Dave Kehr of the Chicago Tribune wrote, "As farce, the film never acquires the necessary speed or cleverness. A cruelly protracted scene in which a bucknaked Idle is forced to hide in Jones' closet when Moranis comes calling gives you plenty of time to wonder whether the Nautilus franchise is still available for England." In the Deseret News, Chris Hicks described the film as "sleazy" and "desperate".

Michael Wilmington of the Los Angeles Times said, "All the actors are fun to watch, particularly Moranis, who's playing a little swiftie this time, instead of one of his usual nerds. But the only really withering comic turn is supplied by Cleese, as Shadgrind the lawyer." Wilmington concluded though the film has laughs, "it doesn't have the brilliance of the old Pythons. It doesn't pulse, rage, knock your socks off."

Roger Ebert of the Chicago Sun-Times gave the film a mixed review, believing much of the humor would be lost on American audiences. Though he said Hershey's performance was the film's highlight, he stated Idle and Moranis were miscast and should have switched roles.

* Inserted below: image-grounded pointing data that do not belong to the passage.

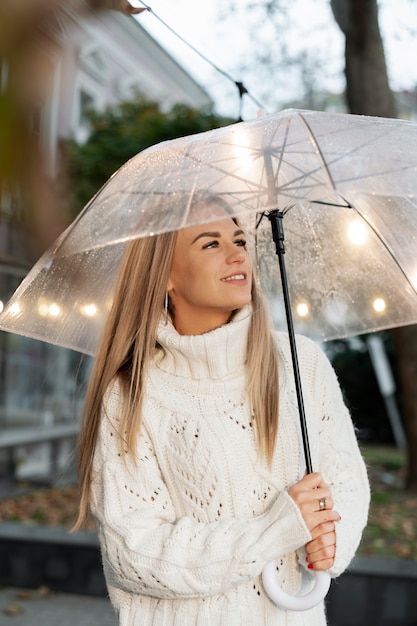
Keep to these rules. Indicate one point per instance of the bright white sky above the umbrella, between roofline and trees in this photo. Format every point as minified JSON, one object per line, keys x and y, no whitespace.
{"x":226,"y":42}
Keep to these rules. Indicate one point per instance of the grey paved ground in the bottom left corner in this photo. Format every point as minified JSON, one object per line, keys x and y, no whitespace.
{"x":34,"y":608}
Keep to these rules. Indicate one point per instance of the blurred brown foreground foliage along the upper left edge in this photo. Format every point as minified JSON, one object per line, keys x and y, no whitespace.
{"x":29,"y":39}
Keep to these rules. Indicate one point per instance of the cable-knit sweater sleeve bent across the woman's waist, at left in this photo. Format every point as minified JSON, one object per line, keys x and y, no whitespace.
{"x":147,"y":549}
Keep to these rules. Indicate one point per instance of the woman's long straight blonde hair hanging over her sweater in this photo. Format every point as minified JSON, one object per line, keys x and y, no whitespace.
{"x":129,"y":340}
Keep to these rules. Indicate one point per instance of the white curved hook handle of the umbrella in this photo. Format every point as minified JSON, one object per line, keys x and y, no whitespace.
{"x":294,"y":603}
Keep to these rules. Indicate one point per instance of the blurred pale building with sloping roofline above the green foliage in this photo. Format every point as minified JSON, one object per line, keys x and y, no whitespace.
{"x":106,"y":59}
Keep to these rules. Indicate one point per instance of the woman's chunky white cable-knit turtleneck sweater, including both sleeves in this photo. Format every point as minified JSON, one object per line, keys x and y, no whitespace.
{"x":186,"y":531}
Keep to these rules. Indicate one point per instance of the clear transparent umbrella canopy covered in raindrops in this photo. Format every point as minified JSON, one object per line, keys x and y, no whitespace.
{"x":345,"y":184}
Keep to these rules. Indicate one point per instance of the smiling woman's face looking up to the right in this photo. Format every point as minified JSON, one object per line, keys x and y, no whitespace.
{"x":211,"y":276}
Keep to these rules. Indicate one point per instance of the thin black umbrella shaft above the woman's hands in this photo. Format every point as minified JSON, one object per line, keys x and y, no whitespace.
{"x":276,"y":219}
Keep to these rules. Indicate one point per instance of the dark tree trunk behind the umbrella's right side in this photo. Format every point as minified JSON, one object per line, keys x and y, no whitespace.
{"x":368,"y":93}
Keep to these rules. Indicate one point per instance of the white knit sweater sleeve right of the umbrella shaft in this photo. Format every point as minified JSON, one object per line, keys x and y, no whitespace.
{"x":341,"y":464}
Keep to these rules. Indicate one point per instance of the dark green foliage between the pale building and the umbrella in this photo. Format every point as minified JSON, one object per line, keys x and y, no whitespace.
{"x":118,"y":133}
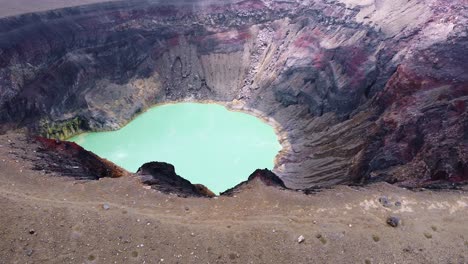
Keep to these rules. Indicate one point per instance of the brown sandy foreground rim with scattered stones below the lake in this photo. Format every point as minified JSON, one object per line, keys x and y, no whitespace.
{"x":49,"y":219}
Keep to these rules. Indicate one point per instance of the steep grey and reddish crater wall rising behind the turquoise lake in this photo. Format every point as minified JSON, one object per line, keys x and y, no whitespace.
{"x":365,"y":90}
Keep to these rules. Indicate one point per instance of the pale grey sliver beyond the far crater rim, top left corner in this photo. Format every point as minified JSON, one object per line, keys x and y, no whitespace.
{"x":17,"y":7}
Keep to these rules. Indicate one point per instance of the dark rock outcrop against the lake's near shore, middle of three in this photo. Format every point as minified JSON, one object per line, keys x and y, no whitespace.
{"x":161,"y":176}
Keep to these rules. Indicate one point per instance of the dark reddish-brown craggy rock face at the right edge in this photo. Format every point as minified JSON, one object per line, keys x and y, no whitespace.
{"x":425,"y":136}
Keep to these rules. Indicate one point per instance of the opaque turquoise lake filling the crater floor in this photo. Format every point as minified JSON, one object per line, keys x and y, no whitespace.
{"x":206,"y":143}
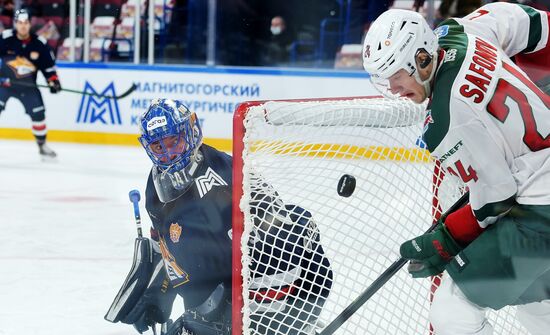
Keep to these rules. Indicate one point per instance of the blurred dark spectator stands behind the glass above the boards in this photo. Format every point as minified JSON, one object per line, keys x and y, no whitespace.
{"x":310,"y":33}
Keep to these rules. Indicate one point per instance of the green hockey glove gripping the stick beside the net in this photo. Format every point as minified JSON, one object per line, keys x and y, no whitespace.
{"x":430,"y":253}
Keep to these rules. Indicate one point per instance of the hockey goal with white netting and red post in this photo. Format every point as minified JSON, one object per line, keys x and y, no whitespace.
{"x":301,"y":148}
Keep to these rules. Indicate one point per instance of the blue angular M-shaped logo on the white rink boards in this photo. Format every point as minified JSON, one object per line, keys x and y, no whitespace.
{"x":98,"y":108}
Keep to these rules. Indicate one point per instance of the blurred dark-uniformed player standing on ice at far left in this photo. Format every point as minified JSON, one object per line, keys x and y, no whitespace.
{"x":24,"y":53}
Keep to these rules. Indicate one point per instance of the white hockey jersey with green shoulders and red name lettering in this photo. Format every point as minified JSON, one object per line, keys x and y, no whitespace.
{"x":487,"y":122}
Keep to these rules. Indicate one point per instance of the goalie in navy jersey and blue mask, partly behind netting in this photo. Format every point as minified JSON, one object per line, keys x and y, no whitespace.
{"x":189,"y":201}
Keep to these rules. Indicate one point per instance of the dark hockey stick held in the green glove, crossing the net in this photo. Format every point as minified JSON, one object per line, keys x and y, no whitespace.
{"x":384,"y":277}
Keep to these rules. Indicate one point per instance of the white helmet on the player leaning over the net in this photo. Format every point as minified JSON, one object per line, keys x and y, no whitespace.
{"x":395,"y":41}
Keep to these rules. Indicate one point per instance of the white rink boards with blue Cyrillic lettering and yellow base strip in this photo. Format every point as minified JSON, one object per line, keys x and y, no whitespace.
{"x":213,"y":93}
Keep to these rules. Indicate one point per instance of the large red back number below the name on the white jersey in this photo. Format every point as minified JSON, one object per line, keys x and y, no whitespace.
{"x":499,"y":107}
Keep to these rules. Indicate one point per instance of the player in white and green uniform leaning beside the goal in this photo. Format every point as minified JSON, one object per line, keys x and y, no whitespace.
{"x":489,"y":124}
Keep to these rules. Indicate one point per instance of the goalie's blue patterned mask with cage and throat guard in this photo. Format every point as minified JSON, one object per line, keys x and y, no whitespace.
{"x":171,"y":136}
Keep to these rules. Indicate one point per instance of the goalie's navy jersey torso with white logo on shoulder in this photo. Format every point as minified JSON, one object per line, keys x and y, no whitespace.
{"x":195,"y":230}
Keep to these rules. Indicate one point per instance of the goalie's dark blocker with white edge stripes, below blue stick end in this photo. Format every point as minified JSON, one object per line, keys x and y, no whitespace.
{"x":146,"y":296}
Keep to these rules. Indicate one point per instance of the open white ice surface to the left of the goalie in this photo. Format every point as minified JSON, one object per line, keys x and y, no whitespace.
{"x":67,"y":233}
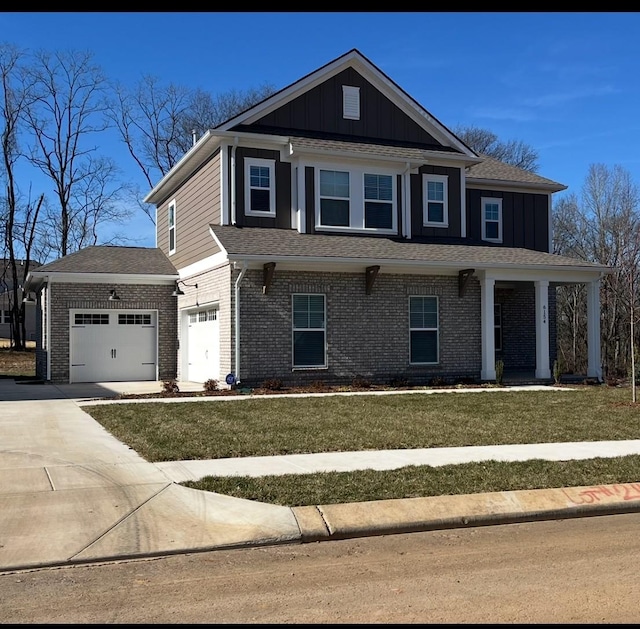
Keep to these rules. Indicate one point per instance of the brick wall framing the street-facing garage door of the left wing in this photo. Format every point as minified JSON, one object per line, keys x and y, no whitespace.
{"x":95,"y":296}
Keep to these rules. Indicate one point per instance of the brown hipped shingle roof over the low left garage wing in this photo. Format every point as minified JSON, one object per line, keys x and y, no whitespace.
{"x":115,"y":260}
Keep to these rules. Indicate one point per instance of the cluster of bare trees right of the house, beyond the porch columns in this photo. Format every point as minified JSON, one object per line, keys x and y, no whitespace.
{"x":602,"y":226}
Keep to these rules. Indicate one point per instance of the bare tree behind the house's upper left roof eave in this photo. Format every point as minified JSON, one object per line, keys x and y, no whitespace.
{"x":158,"y":122}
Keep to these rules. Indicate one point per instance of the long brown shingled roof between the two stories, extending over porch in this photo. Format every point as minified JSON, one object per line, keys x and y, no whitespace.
{"x":241,"y":242}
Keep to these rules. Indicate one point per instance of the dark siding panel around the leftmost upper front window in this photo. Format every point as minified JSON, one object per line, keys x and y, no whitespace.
{"x":283,"y":190}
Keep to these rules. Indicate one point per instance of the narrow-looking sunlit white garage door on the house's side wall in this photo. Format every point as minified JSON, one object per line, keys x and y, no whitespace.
{"x":203,"y":345}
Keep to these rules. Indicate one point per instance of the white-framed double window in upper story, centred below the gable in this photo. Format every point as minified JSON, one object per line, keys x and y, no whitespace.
{"x":358,"y":199}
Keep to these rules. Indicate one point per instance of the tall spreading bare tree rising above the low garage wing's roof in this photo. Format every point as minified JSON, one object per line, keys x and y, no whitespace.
{"x":66,"y":112}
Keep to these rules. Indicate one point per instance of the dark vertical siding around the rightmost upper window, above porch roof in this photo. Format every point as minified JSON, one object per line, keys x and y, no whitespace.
{"x":525,"y":218}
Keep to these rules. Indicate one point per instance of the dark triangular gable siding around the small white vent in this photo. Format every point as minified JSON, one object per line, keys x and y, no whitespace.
{"x":319,"y":111}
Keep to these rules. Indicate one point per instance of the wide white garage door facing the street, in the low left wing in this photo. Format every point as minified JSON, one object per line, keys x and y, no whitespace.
{"x":113,"y":345}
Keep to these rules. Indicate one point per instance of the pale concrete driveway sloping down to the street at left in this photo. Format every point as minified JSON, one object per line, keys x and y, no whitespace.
{"x":71,"y":493}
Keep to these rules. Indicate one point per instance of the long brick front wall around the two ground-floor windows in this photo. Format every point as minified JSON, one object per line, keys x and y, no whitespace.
{"x":367,"y":335}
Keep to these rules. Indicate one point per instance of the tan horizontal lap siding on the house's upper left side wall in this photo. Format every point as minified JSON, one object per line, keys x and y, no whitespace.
{"x":197,"y":206}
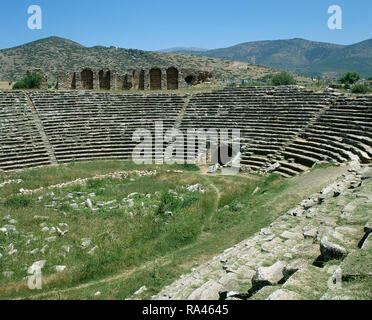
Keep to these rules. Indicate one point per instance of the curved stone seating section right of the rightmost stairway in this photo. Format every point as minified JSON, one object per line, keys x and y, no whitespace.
{"x":342,"y":133}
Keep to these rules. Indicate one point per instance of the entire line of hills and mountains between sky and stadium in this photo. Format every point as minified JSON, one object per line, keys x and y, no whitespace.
{"x":251,"y":60}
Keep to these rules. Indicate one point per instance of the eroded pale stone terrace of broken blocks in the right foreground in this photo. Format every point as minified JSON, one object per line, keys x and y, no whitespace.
{"x":301,"y":255}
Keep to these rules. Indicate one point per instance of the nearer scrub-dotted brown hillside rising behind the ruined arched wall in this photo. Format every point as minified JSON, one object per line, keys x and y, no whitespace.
{"x":54,"y":54}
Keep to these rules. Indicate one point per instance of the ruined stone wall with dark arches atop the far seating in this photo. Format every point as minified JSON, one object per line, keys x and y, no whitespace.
{"x":134,"y":79}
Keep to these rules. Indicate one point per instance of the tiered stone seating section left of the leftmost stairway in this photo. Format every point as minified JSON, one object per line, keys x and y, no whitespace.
{"x":21,"y":144}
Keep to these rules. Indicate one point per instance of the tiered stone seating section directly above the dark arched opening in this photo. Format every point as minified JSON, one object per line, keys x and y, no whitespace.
{"x":268,"y":117}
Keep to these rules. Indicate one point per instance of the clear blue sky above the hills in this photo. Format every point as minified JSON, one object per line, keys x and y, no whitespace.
{"x":154,"y":25}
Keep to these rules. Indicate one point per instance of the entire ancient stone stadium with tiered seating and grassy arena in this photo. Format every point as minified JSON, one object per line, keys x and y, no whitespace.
{"x":80,"y":220}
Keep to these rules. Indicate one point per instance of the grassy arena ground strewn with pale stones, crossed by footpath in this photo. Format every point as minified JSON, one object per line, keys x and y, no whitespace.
{"x":145,"y":239}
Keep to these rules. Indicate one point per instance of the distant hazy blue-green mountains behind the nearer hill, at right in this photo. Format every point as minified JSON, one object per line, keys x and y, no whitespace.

Rotten Tomatoes gives the film a rating of 7% from 14 reviews.

===Box office===
The film grossed £1.3 million ($1.9 million) in the United Kingdom. It performed poorly in the United States and Canada with a gross of just $3.2 million.

===Cannes Film Festival===
Weeks after its disappointing U.S. theatrical performance, Splitting Heirs played in competition at the 1993 Cannes Film Festival. Its acceptance in the prestigious competition was widely criticized in the press. Critic Vincent Canby wrote that the film's presence "affronted nearly everybody, the English critics in particular." Critic Kenneth Turan later wrote in The Guardian in 2002, "Every Cannes veteran has his or her list of ridiculous films that were somehow let in, from the dim British comedy Splitting Heirs to the unreleasable Johnny Depp-directed The Brave." In a 2018 interview, Eric Idle cited the U.K. press's criticism of the film's Cannes appearance as a deciding factor for his relocation to the United States.

==Home media==
The film has been released on VHS in the United States and Britain. A Region 1 DVD has been released in the United States, and a Nordic edition Region 2 DVD was released in 2010. A Blu-ray was released through Mill Creek Entertainment on 19 October 2021.